Nature Communications ( IF 14.7 ) Pub Date : 2023-12-06 , DOI: 10.1038/s41467-023-43718-w Edin Muratspahić 1, 2 , Kristine Deibler 2, 3 , Jianming Han 4 , Nataša Tomašević 1 , Kirtikumar B Jadhav 5 , Aina-Leonor Olivé-Marti 6 , Nadine Hochrainer 6 , Roland Hellinger 1 , Johannes Koehbach 7, 8 , Jonathan F Fay 9 , Mohammad Homaidur Rahman 10 , Lamees Hegazy 10 , Timothy W Craven 2 , Balazs R Varga 4, 11 , Gaurav Bhardwaj 2 , Kevin Appourchaux 4, 11 , Susruta Majumdar 4, 11 , Markus Muttenthaler 5, 12 , Parisa Hosseinzadeh 13 , David J Craik 7 , Mariana Spetea 6 , Tao Che 4, 11 , David Baker 2, 14, 15 , Christian W Gruber 1
Despite the increasing number of GPCR structures and recent advances in peptide design, the development of efficient technologies allowing rational design of high-affinity peptide ligands for single GPCRs remains an unmet challenge.
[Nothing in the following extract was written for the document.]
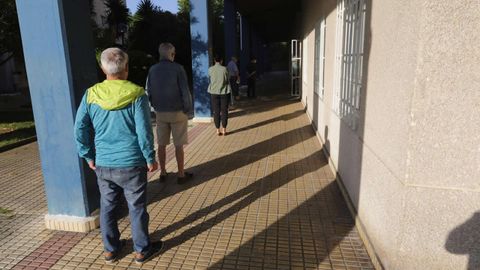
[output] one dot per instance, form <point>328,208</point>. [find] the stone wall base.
<point>72,223</point>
Here, we develop a computational approach for designing conjugates of lariat-shaped macrocyclized peptides and a small molecule opioid ligand. We demonstrate its feasibility by discovering chemical scaffolds for the kappa-opioid receptor (KOR) with desired pharmacological activities. The designed De Novo Cyclic Peptide (DNCP)-β-naloxamine (NalA) exhibit in vitro potent mixed KOR agonism/mu-opioid receptor (MOR) antagonism, nanomolar binding affinity, selectivity, and efficacy bias at KOR. Proof-of-concept in vivo efficacy studies demonstrate that DNCP-β-NalA(1) induces a potent KOR-mediated antinociception in male mice. The high-resolution cryo-EM structure (2.6 Å) of the DNCP-β-NalA–KOR–Gi1 complex and molecular dynamics simulations are harnessed to validate the computational design model. This reveals a network of residues in ECL2/3 and TM6/7 controlling the intrinsic efficacy of KOR. In general, our computational de novo platform overcomes extensive lead optimization encountered in ultra-large library docking and virtual small molecule screening campaigns and offers innovation for GPCR ligand discovery. This may drive the development of next-generation therapeutics for medical applications such as pain conditions.
中文翻译:
kappa-阿片受体肽-药物缀合物配体的设计和结构验证
尽管 GPCR 结构的数量不断增加,并且肽设计方面取得了最新进展,但开发有效的技术来合理设计单个 GPCR 的高亲和力肽配体仍然是一个未解决的挑战。在这里,我们开发了一种计算方法来设计套索形大环化肽和小分子阿片类配体的缀合物。我们通过发现具有所需药理活性的κ阿片受体(KOR)的化学支架来证明其可行性。设计的从头环肽 (DNCP)-β-纳洛胺 (NalA) 在体外表现出有效的混合 KOR 激动/μ-阿片受体 (MOR) 拮抗作用、纳摩尔级结合亲和力、选择性和 KOR 功效偏差。体内功效概念验证研究表明,DNCP-β-NalA(1) 可在雄性小鼠中诱导有效的 KOR 介导的镇痛作用。利用 DNCP-β-NalA-KOR-Gi1 复合物的高分辨率冷冻电镜结构 (2.6 Å) 和分子动力学模拟来验证计算设计模型。这揭示了 ECL2/3 和 TM6/7 中控制 KOR 内在功效的残基网络。总的来说,我们的计算从头平台克服了超大型文库对接和虚拟小分子筛选活动中遇到的广泛先导优化,并为 GPCR 配体发现提供了创新。这可能会推动用于疼痛等医疗应用的下一代疗法的开发。